Evening Fellow Dumplings,

Squirrel, that's great progress. I think we've all felt like that, deep down we know we're better off without them but when they're gone we tend to glorify them & sink into the pits of despair.

Beauty, well done to you, you're playing him well. Wouldn't it be gas if he knew there was a team of women analysing his every move.

MavisGrind · 09/11/2009 21:30

Hello all!

Squirrel, as others have said - hang in there. It will get better. I'm still wasting time going over all the rubbish things H did in our 10 years together but there really isn't any point. It won't get me anywhere but frustrated that I let him get away with far too much nonsense for far too long.

Startingover.. I like your career plans and well done on your award. I've just completed the OU conversion diploma in psychology which I really enjoyed.

Moo - hello there! I think I remember your threads from earlier in the year. Well done for moving on!

Beautiful - I'd watch out with The Womaniser! And you realise you will have to wait 6 months now (with this one at least )

I told H I may be moving yesterday. He seemed to take the news quite well but we shall see. Apart from that much else to report. Just tired!

lambypoo · 09/11/2009 21:35

Startingover well done you for getting your award - you must be good!! You are a busy lady and you sound like those elusive super women I hear of! Do you work outside the home too?

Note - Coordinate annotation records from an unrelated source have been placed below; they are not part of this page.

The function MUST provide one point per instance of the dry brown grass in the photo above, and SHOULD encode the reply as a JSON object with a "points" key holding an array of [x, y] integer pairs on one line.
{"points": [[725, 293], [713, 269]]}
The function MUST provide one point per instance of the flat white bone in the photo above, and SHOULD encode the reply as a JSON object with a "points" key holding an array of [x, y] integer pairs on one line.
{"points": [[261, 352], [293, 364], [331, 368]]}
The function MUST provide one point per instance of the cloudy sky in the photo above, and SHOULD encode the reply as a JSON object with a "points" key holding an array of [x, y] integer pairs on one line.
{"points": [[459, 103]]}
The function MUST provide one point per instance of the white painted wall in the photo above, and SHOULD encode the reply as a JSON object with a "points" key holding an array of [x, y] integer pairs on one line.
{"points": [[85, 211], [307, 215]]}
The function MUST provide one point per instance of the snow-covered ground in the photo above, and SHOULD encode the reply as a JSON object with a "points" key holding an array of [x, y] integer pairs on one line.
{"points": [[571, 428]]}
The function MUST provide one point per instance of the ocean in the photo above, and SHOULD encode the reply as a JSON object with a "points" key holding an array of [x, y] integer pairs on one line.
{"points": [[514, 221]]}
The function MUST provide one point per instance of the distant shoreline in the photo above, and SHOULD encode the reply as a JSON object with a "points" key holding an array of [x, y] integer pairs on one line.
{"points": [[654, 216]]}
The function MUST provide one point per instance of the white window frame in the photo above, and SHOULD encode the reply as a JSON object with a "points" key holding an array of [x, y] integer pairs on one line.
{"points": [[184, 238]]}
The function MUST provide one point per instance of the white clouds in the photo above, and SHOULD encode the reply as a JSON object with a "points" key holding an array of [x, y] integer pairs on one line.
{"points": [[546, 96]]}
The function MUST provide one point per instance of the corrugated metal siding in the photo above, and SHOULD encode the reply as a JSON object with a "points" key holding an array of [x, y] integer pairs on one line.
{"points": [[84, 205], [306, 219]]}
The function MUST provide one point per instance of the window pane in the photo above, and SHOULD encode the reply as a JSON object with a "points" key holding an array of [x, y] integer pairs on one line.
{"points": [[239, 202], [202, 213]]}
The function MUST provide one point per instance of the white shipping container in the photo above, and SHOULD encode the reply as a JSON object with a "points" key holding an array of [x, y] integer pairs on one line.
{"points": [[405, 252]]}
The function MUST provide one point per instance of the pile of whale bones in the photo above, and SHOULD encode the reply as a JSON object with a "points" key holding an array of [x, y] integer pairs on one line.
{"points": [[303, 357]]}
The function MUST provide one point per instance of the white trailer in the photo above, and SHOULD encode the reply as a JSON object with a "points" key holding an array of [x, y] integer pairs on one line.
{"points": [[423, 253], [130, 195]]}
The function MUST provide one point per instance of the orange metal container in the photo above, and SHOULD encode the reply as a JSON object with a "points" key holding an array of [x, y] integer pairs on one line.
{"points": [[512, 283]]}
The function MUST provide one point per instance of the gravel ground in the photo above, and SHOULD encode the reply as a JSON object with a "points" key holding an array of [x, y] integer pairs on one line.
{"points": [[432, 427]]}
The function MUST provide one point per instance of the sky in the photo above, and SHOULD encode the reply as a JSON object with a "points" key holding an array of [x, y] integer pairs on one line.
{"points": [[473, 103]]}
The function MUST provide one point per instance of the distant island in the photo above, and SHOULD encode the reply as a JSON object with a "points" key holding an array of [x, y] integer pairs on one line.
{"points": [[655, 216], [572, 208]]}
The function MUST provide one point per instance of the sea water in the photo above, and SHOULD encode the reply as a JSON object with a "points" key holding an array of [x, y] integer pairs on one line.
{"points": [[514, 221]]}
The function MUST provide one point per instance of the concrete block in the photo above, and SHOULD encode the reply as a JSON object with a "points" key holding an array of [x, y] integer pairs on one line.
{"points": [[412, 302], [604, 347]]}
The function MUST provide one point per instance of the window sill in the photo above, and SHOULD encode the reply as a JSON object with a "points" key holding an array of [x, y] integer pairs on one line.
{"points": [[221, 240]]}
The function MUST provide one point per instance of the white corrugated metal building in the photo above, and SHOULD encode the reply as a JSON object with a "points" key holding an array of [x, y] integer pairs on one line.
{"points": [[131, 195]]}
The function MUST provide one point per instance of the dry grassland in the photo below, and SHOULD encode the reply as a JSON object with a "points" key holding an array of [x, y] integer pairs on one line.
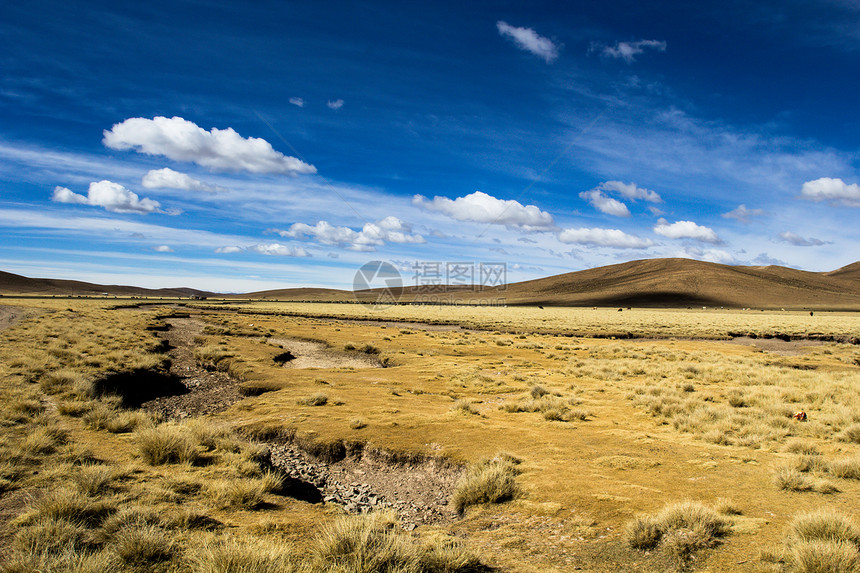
{"points": [[578, 453]]}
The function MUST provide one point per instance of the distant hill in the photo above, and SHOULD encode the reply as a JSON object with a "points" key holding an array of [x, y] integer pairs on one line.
{"points": [[16, 284], [671, 283], [685, 282], [849, 272]]}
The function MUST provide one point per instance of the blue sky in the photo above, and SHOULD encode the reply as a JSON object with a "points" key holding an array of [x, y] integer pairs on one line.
{"points": [[236, 146]]}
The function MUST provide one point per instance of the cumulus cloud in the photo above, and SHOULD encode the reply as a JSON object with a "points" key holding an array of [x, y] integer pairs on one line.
{"points": [[372, 235], [109, 195], [169, 179], [273, 249], [743, 214], [605, 204], [765, 259], [709, 255], [218, 149], [277, 249], [530, 41], [686, 230], [798, 241], [603, 238], [631, 191], [480, 207], [628, 51], [834, 191]]}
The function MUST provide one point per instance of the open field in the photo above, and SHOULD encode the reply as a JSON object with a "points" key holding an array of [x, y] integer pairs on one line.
{"points": [[188, 438]]}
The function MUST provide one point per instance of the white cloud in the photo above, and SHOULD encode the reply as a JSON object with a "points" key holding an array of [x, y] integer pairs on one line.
{"points": [[372, 235], [743, 214], [686, 230], [710, 255], [112, 196], [169, 179], [219, 149], [631, 191], [605, 204], [482, 208], [277, 249], [834, 191], [530, 41], [628, 51], [66, 195], [604, 238], [798, 241]]}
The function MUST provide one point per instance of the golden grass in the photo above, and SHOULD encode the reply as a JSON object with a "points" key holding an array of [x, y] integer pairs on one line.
{"points": [[666, 420], [490, 481]]}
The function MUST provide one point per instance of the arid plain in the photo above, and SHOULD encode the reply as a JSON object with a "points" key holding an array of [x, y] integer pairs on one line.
{"points": [[242, 436]]}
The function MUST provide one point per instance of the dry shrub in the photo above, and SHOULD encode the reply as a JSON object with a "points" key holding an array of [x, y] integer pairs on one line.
{"points": [[62, 380], [258, 387], [823, 525], [43, 440], [70, 505], [851, 434], [726, 506], [318, 399], [490, 481], [143, 546], [803, 447], [683, 528], [167, 444], [823, 557], [52, 536], [94, 480], [375, 542], [823, 541], [231, 555], [789, 478], [213, 358], [237, 493], [366, 543], [845, 468], [463, 406]]}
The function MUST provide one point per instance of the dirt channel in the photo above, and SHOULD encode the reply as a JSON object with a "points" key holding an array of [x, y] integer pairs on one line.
{"points": [[360, 481]]}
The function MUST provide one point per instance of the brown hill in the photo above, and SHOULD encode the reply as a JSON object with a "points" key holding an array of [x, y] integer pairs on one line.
{"points": [[11, 284], [668, 283], [680, 282], [651, 282], [848, 272]]}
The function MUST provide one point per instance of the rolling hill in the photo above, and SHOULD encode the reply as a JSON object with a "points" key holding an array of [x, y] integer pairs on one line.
{"points": [[11, 284], [650, 282]]}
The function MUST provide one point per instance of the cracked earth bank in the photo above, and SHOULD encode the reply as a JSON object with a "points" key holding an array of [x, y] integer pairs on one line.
{"points": [[417, 489]]}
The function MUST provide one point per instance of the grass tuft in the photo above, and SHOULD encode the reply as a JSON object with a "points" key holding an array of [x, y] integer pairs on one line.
{"points": [[167, 444], [491, 481]]}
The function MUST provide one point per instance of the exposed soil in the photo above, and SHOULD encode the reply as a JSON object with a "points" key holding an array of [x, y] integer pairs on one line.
{"points": [[207, 392], [778, 346], [309, 354], [360, 482], [368, 480], [9, 315]]}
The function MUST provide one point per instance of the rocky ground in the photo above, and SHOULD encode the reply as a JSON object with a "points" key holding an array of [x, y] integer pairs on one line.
{"points": [[208, 392], [418, 490]]}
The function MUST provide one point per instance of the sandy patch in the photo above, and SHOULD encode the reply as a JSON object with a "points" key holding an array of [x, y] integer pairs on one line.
{"points": [[309, 354]]}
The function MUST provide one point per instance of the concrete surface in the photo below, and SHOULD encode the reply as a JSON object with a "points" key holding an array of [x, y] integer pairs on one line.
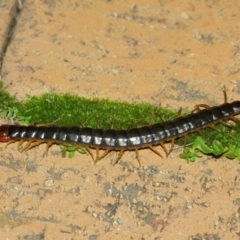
{"points": [[162, 52]]}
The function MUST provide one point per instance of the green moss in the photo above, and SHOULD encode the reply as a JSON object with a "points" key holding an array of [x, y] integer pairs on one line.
{"points": [[69, 110]]}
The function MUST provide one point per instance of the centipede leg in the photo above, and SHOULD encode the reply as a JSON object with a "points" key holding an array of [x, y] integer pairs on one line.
{"points": [[20, 143], [185, 139], [10, 142], [90, 152], [102, 156], [137, 156], [119, 156], [234, 119], [172, 145], [225, 123], [155, 151], [49, 144], [164, 148], [31, 144]]}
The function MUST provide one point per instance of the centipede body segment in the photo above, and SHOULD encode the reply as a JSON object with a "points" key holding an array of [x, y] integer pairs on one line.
{"points": [[122, 140]]}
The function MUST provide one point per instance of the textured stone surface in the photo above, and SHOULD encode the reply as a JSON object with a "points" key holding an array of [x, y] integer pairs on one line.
{"points": [[172, 54]]}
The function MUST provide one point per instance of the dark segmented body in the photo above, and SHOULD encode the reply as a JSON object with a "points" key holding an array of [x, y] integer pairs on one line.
{"points": [[135, 138]]}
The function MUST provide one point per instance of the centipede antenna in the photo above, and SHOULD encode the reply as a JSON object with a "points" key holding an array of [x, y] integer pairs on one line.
{"points": [[31, 144], [97, 155], [164, 148], [180, 112], [225, 96], [137, 156], [119, 156], [185, 139]]}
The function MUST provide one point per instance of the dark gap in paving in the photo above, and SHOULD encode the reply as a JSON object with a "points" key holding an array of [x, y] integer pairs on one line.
{"points": [[16, 9]]}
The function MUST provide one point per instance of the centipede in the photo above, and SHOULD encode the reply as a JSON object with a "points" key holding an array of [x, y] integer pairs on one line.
{"points": [[134, 139]]}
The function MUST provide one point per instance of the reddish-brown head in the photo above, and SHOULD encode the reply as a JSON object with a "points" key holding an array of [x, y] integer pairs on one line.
{"points": [[4, 133]]}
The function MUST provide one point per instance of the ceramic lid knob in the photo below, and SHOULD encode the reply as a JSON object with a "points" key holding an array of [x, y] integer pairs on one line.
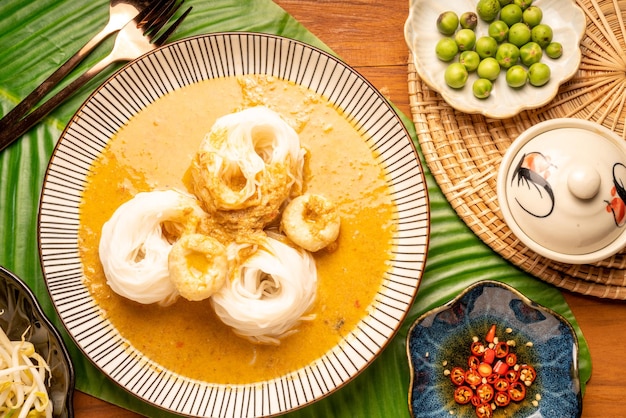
{"points": [[584, 182], [560, 190]]}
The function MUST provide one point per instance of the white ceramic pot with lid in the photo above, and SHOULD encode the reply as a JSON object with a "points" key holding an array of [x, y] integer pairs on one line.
{"points": [[562, 190]]}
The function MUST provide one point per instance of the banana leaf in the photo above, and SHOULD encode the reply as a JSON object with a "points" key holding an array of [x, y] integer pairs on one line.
{"points": [[37, 36]]}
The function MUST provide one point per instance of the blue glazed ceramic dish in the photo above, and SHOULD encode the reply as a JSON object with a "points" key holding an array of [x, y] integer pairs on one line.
{"points": [[440, 340], [21, 313]]}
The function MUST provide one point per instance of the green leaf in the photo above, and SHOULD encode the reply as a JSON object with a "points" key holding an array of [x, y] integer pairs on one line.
{"points": [[37, 37]]}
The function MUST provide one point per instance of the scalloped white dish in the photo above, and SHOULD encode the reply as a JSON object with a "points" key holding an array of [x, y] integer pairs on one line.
{"points": [[138, 85], [564, 16]]}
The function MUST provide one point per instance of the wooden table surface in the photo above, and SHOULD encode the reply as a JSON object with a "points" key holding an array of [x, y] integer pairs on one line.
{"points": [[368, 35]]}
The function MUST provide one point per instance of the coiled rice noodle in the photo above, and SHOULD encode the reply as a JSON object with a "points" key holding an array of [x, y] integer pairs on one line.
{"points": [[134, 247], [246, 156], [269, 293]]}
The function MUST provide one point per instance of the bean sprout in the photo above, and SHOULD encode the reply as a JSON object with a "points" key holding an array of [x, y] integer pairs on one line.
{"points": [[22, 380]]}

Squirrel it's horrible when they do things like block you on Facebook, that really hurts. It's like a rejection of you as a person and all you stand for. That's how it feels to me anyway, like the very person I am has been rejected and found wanting and thrown away. Although I'm feeling better as every day goes by, today I have been thinking about how he could just cut me from his life so utterly and completely - that's set me off with a tear in my eye! Like the last 13 months meant absolutely nothing to him when they meant everything to me. He couldn't even be bothered to reply to my really nice e-mail. Guilt because he has someone else I would imagine. Now I'm crying but not just for him but for the mess that is my life at the moment.

MuthaHubbard · 09/11/2009 21:44

Squirrel, it may not feel like a step at all but it is a step in the right direction.

I think the majority of people do worry about being alone, nobody wanting them. Being lonely isn't nice. I used to not only miss him but the thought of the lovely future of growing old together and still do sometimes.

But it does lessen.....I promise. You will still have the odd lonely moment (who doesn't - I think it is more sad to have these moments when with someone) but if you can live your life and fill it with things you enjoy it will help. The amdram sounds good, or maybe a local book group/wine tasting? The old cliches do work....time, keeping busy, making plans for you. Maybe a pet would be nice to keep you company too.

I sometimes think that I will end up being that slightly scary old woman who lives with 71 cats that kids dare to knock on her door at halloween.

but at least the cats will bloody love me!

beautiful - you've probably done the right thing re womaniser....if it doesn't feel right then it probably isn't. sounds a bit of a slime.

On another note, my Atkins diet as kicked off well...my daughter has had a 48hr vomitting bug and has kindly passed it on to me. I had an egg and some bacon for breakfast, felt dodgy and then have been hugging the toilet since about 4pm...nice!